Day 31: 151 km. I waited until 9:00 when bursts of diarrhea finished. While waiting, I replaced the back tyre with a 20 mm spare one. The old one could probably make it through the tour despite the now increasing number of cuts in the thread, but if it tore the tube would explode and that would be bad, bad as I have no spare tubes left. On the other hand, the miraculous circle of weight reduction appeared again: now that I threw away two tubes, I am about to leave behind another 400g of the tyre.
Right from the start I took off in wrong direction and ended on a motorway #2, which is closed for cyclists. Police stopped me and turned me back. At noon I came back to the starting point in Islamabad - called "Zero point" by irony - making pointless 41 km. I don't remember much of the rest of the day. If I must describe it, I'd say: heat, dirt and exhaust fumes.

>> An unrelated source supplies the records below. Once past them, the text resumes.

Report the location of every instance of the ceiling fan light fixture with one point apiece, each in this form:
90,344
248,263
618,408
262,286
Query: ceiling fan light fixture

Day 32: 108 km. I rolled into Gujranwalla today. It's practically all I have to say about this day. I am loosing will to express myself (like Molloy).

Day 33: 77 km. I was at the edge yesterday. I wanted to call a doctor. Today was better, although cycling was far from enjoyable. Today I discovered a heavenly refuge: CNG filling stations. They are extremely clean (because trucks don't drive on gas), have air-conditioned stores where the prices are the same as in street stalls, and extremely friendly staff, who will turn on the fan for you, invite you into cooled office, offer you juice and even give you medical advice. I came into Lahore today. I was too tired to take my bike upstairs to my room - a hotel boy had to help me with it.


Annika said...

Wow - I am sooo imressed! Thinking about taking a similar route. I am in Georgia in the moment and I think though we don't go that super fast we won't make it to the Mountains before it snows. But maybe next spring..? When do you think there is "season" (no water destroyed the street, no snow and ice all around) for the Southwestchinese and Pakistani Mountains?

iik said...

Hi Annika,

The official closure date for Pak-China border (Khunjerab pass) is 31st December and opening date is 1st of May every year.
This is the highest point on the road (around 4700m), so if it is open, the rest of the road should be no problem.